Hand-made tapestries are woven on a loom harnessed with thin warps, by passing a shuttle containing a colored yarn over and under the warp thread where the color is required to form the pattern. In every line of weft or filling, the shuttle must be changed every time a change of color is required by the cartoon, or colored drawing of the design from which the weaver works. He sees the face of the tapestry, if at all, only in a mirror placed in front of the loom. Tapestry weaving requires a high degree of artistic and technical skill; hand-made tapestries are costly.
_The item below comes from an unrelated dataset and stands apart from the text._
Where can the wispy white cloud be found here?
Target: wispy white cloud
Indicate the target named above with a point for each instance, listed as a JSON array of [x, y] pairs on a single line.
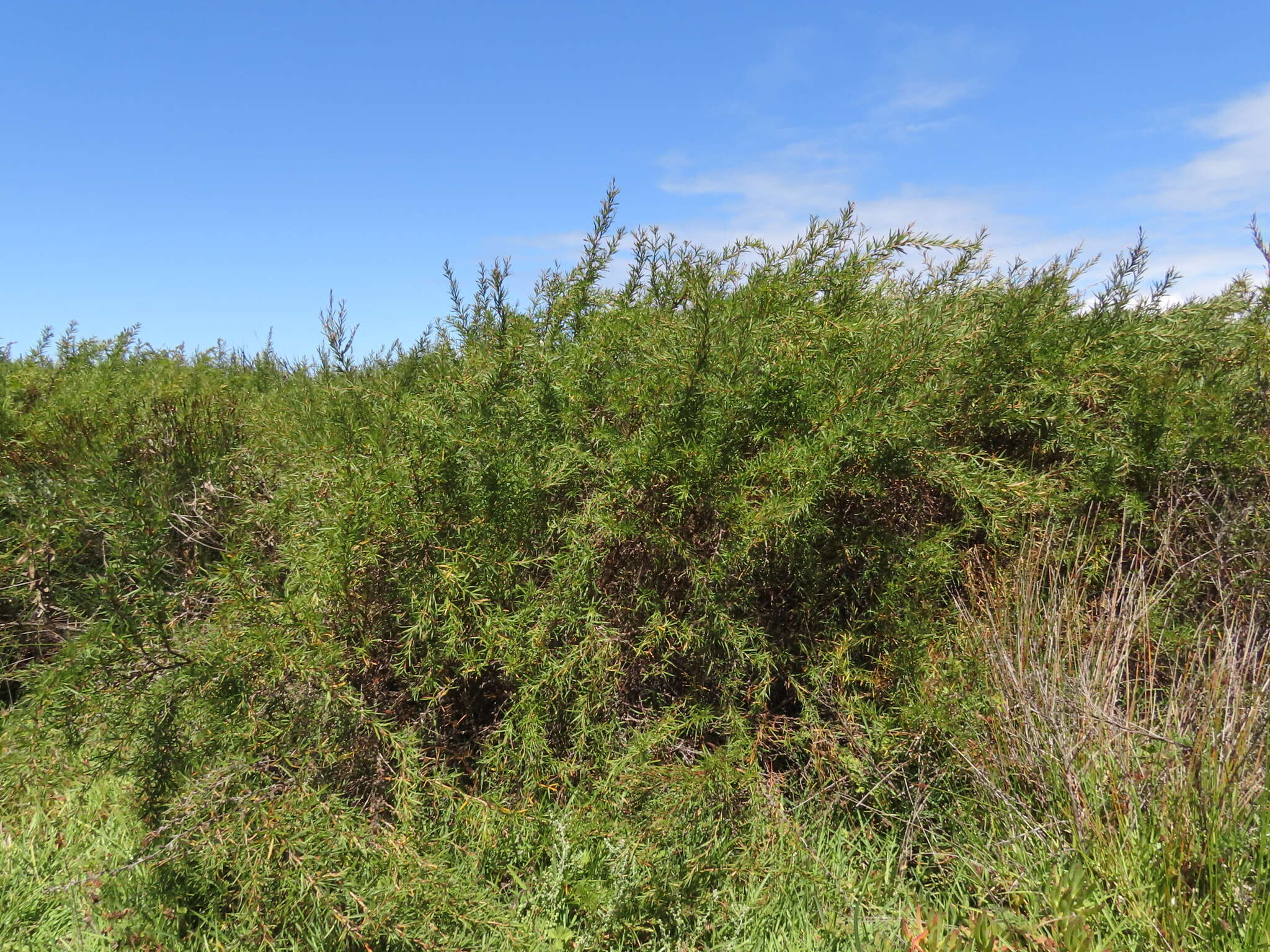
[[1233, 173]]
Machine-made tapestries are produced on a Jacquard loom, of wool, cotton, silk, or rayon, or in mixtures of these fibers. They vary enormously in appearance and durability.

Velvets, Velours.

Although the term velvet and its French equivalent (velours) may be used interchangeably, the general custom is to call drapery fabrics velours, and upholstery fabrics velvets. Both are made in a great variety of plain, stripe, and brocaded effects, and with the pile all cut, all uncut (looped) or else partially cut. Machine-made velvets and velours are made from silk, rayon, cotton, linen, ramie and wool, usually 50 inches wide and in a range of prices and qualities practically unlimited. In some of the cheaper upholstery velours the design is embossed, or depressed by a stamping machine, but in others it is placed in relief by cutting away the pile of the ground.

Plushes.

Plushes are long-pile velvets, formerly of silk or wool but now mostly of mohair. Properly their pile is less close and firm than that of velvets, but some of the finest quality mohair plushes have a very close, erect pile. In ordinary qualities the pile leans sharply, and in the panne type it is so flat as to have somewhat the same effect as lustrous satin.

Frisés, Friezes.

These terms are now loosely used. "Frieze" in French means curled or frizzed, and the word properly refers to a class of plushes in which the pile has been completely or partially frizzled. It is now applied to a variety of texture effects in velvet and plush, among them uncut patterns on a cut-pile ground; cut patterns on an uncut ground; plain velvets with alternating lines of cut and uncut pile; and uncut velvets.

Satins and Sateens.

Satins and sateens are made in the same way; the former of silk and the latter of cotton, plain or mercerized. The weave is technically a twill, but so modified that the diagonal lines are not visible, and the whole surface is smooth and lustrous.